Artigo da Semana- SERTANEJO ASTUTO


Wagner Fontenelle Pessôa               

A caradura, a falta de cerimônia, o desapreço pela sinceridade e pouco ou nenhuma preocupação por eventuais situações de constrangimento, parecem ser atributos essenciais para a maioria daquelas pessoas que resolvem trilhar uma carreira na política. Pelo menos, aqui neste país.
            E há de ser por isto que os políticos profissionais, sempre perseguindo o seu propósito de ocupar algum cargo eletivo — ou, não se elegendo, aqueles cargos de nomeação e confiança, que os seus correligionários eleitos lhes poderão oferecer — não se pejam de estender a mão, distribuindo abraços e sorrisos a pessoas que nunca viram, como se fossem seus velhos conhecidos. Sobretudo, no período das eleições.
            Há quem goste disto, quem se sinta valorizado pelo aperto de mão do vereador tentando a reeleição ou do candidato a prefeito ou a governador. O que é uma óbvia ingenuidade ou sentimento de absoluta desimportância própria, fruto do provincianismo e do bestunto dos menos esclarecidos.
            No que me diz respeito, experimento uma profunda irritação quando fazem isto comigo e retribuo o cumprimento, de forma nada efusiva, pelo simples dever de cortesia. Mas sempre deixando claro, que não sou conhecido e nem eleitor do cara de pau em questão. E, assim como eu, outras pessoas também, independente de raça, credo religioso ou situação socioeconômica.

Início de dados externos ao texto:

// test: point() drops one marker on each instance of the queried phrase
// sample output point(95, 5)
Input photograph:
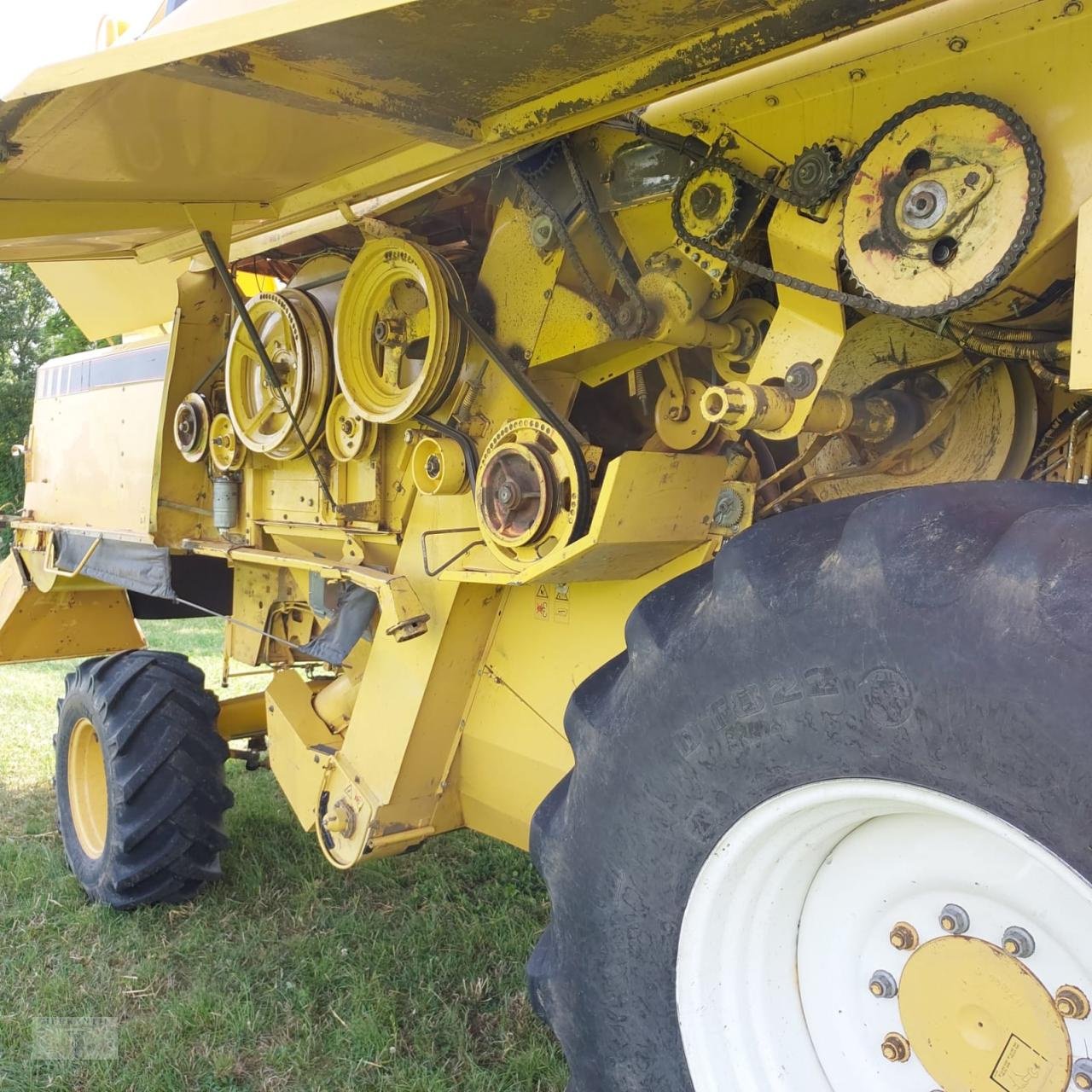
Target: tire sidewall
point(951, 686)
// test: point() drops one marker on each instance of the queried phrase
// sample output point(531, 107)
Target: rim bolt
point(1018, 942)
point(1072, 1002)
point(903, 937)
point(955, 920)
point(882, 985)
point(896, 1048)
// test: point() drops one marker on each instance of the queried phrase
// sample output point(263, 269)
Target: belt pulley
point(823, 175)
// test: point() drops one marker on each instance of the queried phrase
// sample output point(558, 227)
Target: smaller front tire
point(140, 779)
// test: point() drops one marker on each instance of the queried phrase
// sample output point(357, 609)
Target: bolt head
point(955, 920)
point(903, 937)
point(882, 984)
point(802, 379)
point(1018, 942)
point(896, 1048)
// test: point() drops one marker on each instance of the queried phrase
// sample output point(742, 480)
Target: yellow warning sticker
point(1021, 1068)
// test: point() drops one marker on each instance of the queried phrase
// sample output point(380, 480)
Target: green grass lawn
point(405, 974)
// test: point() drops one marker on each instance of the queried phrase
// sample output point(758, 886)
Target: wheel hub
point(855, 935)
point(979, 1019)
point(86, 785)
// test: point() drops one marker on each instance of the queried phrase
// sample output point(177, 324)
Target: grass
point(404, 975)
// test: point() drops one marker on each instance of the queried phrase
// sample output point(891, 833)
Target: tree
point(33, 328)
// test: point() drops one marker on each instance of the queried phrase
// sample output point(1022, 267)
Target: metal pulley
point(191, 427)
point(295, 334)
point(398, 347)
point(348, 435)
point(527, 492)
point(225, 451)
point(942, 202)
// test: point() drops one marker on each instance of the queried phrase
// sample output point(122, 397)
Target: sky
point(38, 32)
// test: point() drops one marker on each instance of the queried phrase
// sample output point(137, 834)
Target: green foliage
point(403, 975)
point(33, 328)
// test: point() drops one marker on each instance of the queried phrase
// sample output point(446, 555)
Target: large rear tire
point(140, 779)
point(861, 716)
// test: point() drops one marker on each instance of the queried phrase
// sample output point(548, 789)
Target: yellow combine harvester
point(652, 433)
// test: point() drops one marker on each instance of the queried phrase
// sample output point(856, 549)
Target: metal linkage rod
point(274, 379)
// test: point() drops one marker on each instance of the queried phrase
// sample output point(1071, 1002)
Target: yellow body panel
point(83, 620)
point(276, 125)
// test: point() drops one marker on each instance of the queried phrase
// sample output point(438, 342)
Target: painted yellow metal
point(397, 342)
point(547, 639)
point(110, 486)
point(287, 144)
point(71, 619)
point(89, 799)
point(978, 1018)
point(299, 744)
point(975, 218)
point(241, 717)
point(1080, 375)
point(308, 75)
point(108, 299)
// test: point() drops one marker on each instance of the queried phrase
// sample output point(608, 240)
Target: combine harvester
point(650, 433)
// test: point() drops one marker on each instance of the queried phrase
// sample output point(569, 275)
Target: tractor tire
point(864, 716)
point(140, 779)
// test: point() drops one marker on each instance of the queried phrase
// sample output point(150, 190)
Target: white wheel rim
point(791, 915)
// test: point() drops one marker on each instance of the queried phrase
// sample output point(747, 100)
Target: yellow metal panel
point(108, 299)
point(1080, 375)
point(241, 717)
point(297, 106)
point(93, 447)
point(61, 624)
point(652, 508)
point(549, 639)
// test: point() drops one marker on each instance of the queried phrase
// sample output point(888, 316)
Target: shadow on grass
point(406, 974)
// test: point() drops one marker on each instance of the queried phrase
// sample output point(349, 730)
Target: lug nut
point(1083, 1073)
point(955, 920)
point(903, 937)
point(1072, 1002)
point(896, 1048)
point(1018, 942)
point(882, 985)
point(802, 379)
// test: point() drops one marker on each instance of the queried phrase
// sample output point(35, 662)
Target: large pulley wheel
point(295, 335)
point(526, 494)
point(944, 205)
point(990, 418)
point(398, 346)
point(835, 787)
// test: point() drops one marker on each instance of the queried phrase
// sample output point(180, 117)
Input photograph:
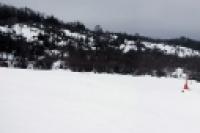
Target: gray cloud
point(155, 18)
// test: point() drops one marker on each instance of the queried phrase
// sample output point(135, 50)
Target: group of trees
point(98, 51)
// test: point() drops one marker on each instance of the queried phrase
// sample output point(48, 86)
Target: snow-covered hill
point(62, 101)
point(31, 33)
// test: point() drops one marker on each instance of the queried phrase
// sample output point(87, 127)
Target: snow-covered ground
point(67, 102)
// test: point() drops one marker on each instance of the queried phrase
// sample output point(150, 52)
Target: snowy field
point(65, 102)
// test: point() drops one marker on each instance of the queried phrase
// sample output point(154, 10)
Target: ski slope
point(67, 102)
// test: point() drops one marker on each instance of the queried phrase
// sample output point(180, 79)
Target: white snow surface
point(75, 35)
point(172, 50)
point(67, 102)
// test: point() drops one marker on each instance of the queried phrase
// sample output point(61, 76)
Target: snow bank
point(62, 101)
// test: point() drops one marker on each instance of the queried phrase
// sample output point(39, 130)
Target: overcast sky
point(155, 18)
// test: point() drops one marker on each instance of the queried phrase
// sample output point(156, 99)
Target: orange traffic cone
point(185, 87)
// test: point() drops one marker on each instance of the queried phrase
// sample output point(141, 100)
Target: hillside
point(32, 40)
point(63, 101)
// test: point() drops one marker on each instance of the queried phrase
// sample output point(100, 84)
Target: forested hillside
point(29, 39)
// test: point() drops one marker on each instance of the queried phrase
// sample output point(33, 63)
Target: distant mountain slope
point(29, 39)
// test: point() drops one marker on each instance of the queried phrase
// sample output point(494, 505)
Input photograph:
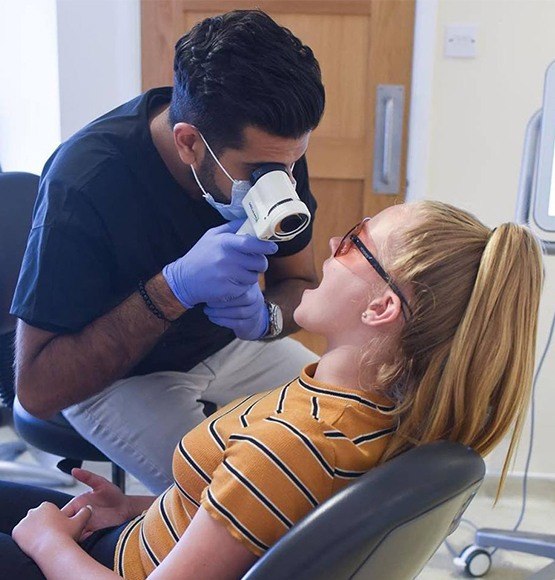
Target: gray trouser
point(138, 421)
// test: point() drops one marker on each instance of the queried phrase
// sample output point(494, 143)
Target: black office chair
point(386, 525)
point(56, 436)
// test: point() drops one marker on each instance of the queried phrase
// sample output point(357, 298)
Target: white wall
point(472, 135)
point(62, 63)
point(29, 95)
point(99, 58)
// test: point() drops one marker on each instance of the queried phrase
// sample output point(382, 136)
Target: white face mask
point(234, 209)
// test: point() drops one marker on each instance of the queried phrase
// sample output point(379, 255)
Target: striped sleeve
point(272, 474)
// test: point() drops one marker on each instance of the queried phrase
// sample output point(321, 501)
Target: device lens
point(292, 223)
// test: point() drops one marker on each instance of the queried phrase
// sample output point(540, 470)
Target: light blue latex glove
point(246, 315)
point(219, 267)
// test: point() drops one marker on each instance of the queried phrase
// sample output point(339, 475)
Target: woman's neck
point(340, 366)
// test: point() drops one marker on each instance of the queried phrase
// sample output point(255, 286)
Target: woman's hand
point(111, 507)
point(46, 527)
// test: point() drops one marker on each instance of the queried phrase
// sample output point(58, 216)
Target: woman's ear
point(385, 309)
point(187, 142)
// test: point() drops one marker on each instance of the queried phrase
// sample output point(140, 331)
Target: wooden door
point(360, 44)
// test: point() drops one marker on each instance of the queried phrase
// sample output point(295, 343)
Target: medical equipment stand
point(476, 560)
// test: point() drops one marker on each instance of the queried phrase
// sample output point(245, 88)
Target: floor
point(507, 565)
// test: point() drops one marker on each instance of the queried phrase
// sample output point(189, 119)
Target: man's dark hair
point(240, 69)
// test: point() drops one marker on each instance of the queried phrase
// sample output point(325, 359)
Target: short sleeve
point(272, 474)
point(64, 281)
point(298, 243)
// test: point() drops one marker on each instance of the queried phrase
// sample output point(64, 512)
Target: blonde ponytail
point(464, 369)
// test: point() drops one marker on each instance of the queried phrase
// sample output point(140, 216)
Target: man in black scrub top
point(137, 301)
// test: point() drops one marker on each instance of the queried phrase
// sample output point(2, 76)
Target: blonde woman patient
point(430, 319)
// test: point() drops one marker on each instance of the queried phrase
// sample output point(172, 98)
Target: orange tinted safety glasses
point(352, 240)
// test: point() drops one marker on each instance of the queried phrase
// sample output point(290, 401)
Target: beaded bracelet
point(151, 306)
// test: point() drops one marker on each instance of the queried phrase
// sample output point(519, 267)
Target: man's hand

            Pois foi exatamente isto que se deu com aquele velho sertanejo, que se encontrava sentado à porta de uma mercearia, em tempos de campanha eleitoral, numa cidade do interior cearense, quando por lá apareceu um candidato em busca de votos. O sujeito querendo esbanjar simpatia, distribuía sorrisos, abraços e apertos de mão, com o evidente propósito de angariar votos naquela cidadezinha.
            Vinha acompanhado de alguns auxiliares diretos e daquela mundiça, que sempre se aglomera em torno dessa gente, na esperança vã de que isto lhe vá trazer algum proveito. Foi quando o candidato vendo aquele velho refestelado numa cadeira de vime, em frente ao botequim, deduziu que se tratava de alguém importante na comunidade e, estancando o passo, direcionou a ele a sua insincera efusão:
            — Como é que vai, meu amigo! Faz tempo que eu não lhe vejo! Mas, acredite que é um prazer vê-lo, assim, com tão bom aspecto, desfrutando de boa saúde!
            Era o político se desmanchando em mesuras e o velho calado, sério e visivelmente intocado pelos sinais e palavras daquela intimidade que nunca existira entre eles. Mas o candidato não desistia na sua tentativa de aproximação e, para isto, usou de um recurso que os profissionais da política partidária utilizam sem pudor:
            — Mas me diga uma coisa, amigo. Como é mesmo o seu nome todo, que eu não estou conseguindo me lembrar?
            E o velho, muito seco, sem se levantar da cadeira e sem retribuir a intimidade:
            — Pois diga a parte que você se lembra, que eu digo o resto...
            Com certeza, o que essa chusma de políticos cínicos precisava e merecia era encontrar, mais frequentemente, um sertanejo astuto como aquele!